Like these trips and visits or not, the transitions torture him. And when he’s tortured, so am I. Yeah, I’m the mom. I should be able to weather his storms time and again, always staying calm (since that works better with almost every person when they’re upset) and sane (as that works better for dealing with life in general). I should not yell, not scream, not threaten with school, not slam my door and cry in frustration over the moment, in fear of his future, in sorrow for mistakes of the past, in anxiety about keeping the three of us in one piece emotionally while he pounds on my door again, yelling to be heard again. Yelling, pounding, crying in frustration, crying in fear, sorrow, and anxiety.
It’s messy that way, at least for me, parenting a child with Asperger’s with a large dose of anxiety and a dash of ADHD on the side.
There’s plenty of frustration, fear, sorrow, and anxiety all around. There’s also anger, anger that’s usually anxiety turned sideways, fear turned upside down, and sorrow turned inside out. Anger is his default emotion, since the others are often just not accessable or expressable or something. The others just seem lost in translation, with only anger surfacing. The anger wears me out. His and mine.
I’m desperate for another emotion from him. Occasionally, he’ll talk about being afraid: afraid of his room, the backyard, the front yard, some math problems, new piano pieces, and countless other places and conditions that he hasn’t yet expressed or can’t name. He just assumes I know what he fears, how he feels, what he knows.
But of course I don’t know. While it may not be true of all on the spectrum, a lack of Theory of Mind is part of Bryce’s Aspergers. He has a terrible time seeing from another’s point of view, at least in real life. He’ll admit it freely and has even volunteered is challenge when flustered. Sure, offer him a hypothetical Theory of Mind test, and he’ll give the right answer. He has enough logic skills to do that. In real time, with emotions running high, it’s a different story.
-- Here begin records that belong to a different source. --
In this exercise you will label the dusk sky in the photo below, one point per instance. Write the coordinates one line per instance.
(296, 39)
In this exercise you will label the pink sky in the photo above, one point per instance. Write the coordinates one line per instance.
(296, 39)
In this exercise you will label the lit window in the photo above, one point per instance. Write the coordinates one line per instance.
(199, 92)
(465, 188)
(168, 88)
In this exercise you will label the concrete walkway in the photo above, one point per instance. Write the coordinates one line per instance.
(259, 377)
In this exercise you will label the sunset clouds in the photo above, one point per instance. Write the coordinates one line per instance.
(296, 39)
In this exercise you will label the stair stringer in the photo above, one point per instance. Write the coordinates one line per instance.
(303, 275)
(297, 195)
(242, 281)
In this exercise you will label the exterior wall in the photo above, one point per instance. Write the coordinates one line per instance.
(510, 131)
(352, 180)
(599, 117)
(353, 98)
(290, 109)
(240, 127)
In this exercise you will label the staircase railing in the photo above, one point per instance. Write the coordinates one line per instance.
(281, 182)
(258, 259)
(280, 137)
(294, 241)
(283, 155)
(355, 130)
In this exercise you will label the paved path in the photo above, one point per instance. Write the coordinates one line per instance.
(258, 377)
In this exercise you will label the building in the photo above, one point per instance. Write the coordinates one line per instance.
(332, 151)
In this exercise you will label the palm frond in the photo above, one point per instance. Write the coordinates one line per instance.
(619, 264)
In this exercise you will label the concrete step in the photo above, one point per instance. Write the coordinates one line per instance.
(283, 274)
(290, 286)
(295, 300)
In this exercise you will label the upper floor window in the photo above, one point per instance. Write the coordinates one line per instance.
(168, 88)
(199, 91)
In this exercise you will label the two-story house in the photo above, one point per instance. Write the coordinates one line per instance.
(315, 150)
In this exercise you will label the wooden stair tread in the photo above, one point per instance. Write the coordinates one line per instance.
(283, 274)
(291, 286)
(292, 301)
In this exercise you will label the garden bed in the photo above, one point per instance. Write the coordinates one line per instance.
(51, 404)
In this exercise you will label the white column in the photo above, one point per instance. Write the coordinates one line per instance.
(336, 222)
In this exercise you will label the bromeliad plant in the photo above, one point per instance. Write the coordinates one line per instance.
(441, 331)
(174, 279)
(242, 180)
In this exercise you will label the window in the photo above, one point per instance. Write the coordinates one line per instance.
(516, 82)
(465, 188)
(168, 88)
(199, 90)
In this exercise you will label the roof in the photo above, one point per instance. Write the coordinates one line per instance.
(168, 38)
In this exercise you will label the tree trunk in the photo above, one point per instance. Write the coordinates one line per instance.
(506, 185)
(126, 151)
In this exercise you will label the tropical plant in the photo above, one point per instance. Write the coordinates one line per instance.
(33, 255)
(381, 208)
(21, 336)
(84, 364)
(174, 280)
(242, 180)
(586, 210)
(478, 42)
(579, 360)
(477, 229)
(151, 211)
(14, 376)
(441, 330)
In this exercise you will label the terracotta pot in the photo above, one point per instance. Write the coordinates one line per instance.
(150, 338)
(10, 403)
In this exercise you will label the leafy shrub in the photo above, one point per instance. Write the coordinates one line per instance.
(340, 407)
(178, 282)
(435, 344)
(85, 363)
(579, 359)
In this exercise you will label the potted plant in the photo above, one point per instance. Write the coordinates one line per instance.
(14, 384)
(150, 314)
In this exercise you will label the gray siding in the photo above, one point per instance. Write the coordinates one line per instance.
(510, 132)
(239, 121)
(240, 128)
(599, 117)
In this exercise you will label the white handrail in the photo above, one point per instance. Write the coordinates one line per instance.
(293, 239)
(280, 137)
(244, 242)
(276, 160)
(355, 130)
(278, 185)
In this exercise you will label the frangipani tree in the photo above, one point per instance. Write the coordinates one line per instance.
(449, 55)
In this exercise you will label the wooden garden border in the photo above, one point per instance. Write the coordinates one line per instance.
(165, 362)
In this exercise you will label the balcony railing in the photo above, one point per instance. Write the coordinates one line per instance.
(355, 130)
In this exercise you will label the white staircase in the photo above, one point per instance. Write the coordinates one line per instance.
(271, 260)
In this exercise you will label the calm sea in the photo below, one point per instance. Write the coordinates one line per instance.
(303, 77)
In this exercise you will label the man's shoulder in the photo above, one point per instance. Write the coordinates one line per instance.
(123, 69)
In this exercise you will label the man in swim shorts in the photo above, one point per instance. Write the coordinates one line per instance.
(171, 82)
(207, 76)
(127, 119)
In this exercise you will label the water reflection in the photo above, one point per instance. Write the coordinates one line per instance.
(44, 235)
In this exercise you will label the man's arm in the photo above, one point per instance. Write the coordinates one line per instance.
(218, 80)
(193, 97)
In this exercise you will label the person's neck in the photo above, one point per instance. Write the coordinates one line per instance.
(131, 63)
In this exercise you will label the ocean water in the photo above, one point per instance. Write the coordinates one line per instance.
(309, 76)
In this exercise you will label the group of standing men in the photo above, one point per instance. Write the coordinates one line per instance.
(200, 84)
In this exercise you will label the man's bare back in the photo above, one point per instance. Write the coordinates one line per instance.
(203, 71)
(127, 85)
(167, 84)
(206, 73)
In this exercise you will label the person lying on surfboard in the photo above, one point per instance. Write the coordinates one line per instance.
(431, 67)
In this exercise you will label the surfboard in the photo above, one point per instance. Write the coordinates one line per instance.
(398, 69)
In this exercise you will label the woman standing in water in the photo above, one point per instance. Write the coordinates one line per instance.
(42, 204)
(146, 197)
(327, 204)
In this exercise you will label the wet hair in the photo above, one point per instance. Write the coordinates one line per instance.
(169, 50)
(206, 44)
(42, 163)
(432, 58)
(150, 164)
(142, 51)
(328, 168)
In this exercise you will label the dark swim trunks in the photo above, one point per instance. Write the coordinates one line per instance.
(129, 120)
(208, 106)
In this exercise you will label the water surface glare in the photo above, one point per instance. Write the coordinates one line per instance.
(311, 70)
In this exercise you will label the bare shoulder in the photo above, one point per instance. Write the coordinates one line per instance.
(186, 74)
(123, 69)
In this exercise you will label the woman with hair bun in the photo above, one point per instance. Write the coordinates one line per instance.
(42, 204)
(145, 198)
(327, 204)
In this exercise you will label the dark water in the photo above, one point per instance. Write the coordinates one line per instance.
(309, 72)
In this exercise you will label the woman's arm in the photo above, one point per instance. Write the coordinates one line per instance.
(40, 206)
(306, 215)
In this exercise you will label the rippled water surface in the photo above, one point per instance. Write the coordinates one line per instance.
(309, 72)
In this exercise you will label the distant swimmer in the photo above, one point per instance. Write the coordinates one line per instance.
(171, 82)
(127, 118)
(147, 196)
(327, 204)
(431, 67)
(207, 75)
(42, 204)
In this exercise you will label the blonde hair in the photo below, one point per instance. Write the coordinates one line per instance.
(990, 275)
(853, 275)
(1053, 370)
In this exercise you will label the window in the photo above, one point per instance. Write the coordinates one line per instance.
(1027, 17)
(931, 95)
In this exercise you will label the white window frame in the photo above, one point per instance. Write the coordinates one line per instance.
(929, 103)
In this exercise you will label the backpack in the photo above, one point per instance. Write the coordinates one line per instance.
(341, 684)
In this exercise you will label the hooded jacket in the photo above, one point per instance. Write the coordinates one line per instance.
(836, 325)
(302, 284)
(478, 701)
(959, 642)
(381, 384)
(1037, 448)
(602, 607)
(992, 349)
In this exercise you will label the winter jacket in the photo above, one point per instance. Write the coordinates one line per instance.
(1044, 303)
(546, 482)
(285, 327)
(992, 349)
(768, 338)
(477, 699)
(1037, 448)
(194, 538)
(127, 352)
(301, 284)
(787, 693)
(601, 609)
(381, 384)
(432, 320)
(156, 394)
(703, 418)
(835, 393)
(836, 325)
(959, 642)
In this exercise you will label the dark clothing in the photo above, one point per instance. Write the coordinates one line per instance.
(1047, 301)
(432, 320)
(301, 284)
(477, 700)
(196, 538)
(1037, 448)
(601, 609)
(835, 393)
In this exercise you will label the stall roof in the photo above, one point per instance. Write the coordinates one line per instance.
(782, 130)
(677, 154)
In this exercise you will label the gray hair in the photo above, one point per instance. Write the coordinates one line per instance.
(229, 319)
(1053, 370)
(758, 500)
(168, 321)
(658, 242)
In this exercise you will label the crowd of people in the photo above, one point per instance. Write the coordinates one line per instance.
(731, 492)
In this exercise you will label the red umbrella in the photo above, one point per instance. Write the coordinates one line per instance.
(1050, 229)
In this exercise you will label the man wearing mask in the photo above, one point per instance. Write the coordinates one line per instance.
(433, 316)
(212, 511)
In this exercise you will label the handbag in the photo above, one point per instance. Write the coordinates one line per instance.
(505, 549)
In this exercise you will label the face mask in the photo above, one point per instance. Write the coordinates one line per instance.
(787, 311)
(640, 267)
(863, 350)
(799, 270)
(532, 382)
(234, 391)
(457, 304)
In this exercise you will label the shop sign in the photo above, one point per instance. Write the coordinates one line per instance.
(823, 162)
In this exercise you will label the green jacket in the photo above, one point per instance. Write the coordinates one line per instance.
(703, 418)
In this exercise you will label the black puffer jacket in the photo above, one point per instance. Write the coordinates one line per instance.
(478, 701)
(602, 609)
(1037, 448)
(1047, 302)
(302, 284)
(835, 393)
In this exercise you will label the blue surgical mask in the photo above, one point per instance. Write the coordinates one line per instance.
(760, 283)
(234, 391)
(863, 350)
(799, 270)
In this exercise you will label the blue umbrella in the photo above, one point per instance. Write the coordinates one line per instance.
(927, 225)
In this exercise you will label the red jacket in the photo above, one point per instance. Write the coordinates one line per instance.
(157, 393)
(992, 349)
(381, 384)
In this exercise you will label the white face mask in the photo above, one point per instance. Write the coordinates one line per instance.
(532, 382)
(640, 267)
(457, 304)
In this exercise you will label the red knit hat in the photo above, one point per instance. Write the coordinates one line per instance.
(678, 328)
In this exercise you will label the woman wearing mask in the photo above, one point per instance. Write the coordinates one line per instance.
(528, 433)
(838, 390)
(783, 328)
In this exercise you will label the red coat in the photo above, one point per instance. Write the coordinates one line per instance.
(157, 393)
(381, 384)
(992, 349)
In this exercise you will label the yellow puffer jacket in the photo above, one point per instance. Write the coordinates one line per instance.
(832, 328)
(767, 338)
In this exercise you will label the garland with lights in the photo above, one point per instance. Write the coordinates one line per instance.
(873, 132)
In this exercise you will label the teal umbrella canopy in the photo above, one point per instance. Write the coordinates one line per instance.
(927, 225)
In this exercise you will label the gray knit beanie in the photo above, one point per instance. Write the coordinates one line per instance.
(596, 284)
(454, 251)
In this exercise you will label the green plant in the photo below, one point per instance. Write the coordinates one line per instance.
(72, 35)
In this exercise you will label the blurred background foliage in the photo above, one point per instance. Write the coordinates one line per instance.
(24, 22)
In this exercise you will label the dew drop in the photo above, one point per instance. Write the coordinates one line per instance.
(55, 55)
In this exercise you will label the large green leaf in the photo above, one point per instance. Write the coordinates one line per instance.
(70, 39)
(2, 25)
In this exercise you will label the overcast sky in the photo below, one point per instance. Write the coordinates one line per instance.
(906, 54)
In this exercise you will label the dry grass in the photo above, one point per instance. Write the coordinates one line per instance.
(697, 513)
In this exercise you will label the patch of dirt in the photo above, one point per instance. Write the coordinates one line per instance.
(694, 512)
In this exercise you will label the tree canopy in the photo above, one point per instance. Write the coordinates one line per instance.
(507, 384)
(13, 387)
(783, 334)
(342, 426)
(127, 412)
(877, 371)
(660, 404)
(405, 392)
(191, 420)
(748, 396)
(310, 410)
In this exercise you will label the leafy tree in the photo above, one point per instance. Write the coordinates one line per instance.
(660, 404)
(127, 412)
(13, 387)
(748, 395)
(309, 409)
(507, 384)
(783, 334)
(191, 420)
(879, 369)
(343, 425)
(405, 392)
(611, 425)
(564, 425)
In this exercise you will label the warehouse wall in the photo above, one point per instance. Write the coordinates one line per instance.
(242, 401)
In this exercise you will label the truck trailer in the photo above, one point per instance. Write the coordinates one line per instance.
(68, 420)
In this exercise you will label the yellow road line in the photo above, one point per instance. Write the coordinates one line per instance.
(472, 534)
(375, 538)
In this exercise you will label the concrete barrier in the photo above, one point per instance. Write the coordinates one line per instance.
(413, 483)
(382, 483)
Worse yet, he struggles to interpret his own internal milieu. Thanks to lots of conversation between the two of us and some time with a fine therapist, he’s more often able to label at least his anxiety and sometimes communicate it. He still generally screams it in anger, but screaming,”I’m really anxious about this math problem,” mid-meltdown at least gives me a bit more information than his usual rants. And, if I’m not too far over the edge (lately, I tend to be hanging by a fingernail), that bit of information gets through and allows me to reframe the situation and change my (highly ineffective) all too-frequent response of yelling back.
So I’m tired. Perhaps not so much of his Asperger’s itself, but of hanging onto this cliff during this siege of meltdowns. Emotional regulation required emotion recognition, and that’s still in early stages for him. Somehow or other, we’ll find a way up, and I’ll come off the cliff and stand on solid ground again. Somehow.